See inline.

Monday, April 14, 2014, 10:02:22 AM, you wrote:

> That looks really good, there are lots of complicated issues to get this 
> stuff right.

Yes, but Leif will be helping so it's all good.

> Which header differences between one range fetch and the next invalidate all 
> of the old fragments, when should they just update the response headers.

Yes. I have a newer version of the design document which mentions that (I'll 
try to update today). A key point is variation in the expiration data.

> What is the right range/partial object chunk size. (Should be configurable 
> per-request.)

Well, per request is difficult.
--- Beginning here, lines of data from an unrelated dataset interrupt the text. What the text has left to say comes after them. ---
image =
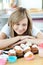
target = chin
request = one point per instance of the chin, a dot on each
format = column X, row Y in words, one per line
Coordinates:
column 20, row 33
You would have to set it on the very first 
request for the object but it would need to remain fixed for all subsequent 
requests per object.

> How do you handle a range request failure so client is ok with response.

There was some debate about that. How long should ATS wait if part of the 
client response is already cached? I think at least until the server responds 
at all. If that fails, then invalidate the object and send the fail to the 
client. After that, the only real failure is for the server to disconnect and I 
think we might as well do the same to the client, as that is what would happen 
absent ATS.

> How do you deal with a range request of indeterminate size.

That's not so bad - I thought I mentioned that in the design. Since we rewrite 
the first fragment on every request that adds to the cache, we can bump up the 
fragment table at that point. It's only tricky if we can't determine if the 
last touched fragment is really the last fragment in the entire document.

OTOH you may mean "how do we round up a request if we don't know if the rounded 
up size is too long?". I'll need to experiment with that.

> One question:
> Under this scheme can part of an object get purged?

Not currently. We can do that internally if we want to (i.e. replace existing 
data with fresh data from the origin server). I suppose we could handle a range 
purge, although it would need to be resized as with a GET. Would that be useful?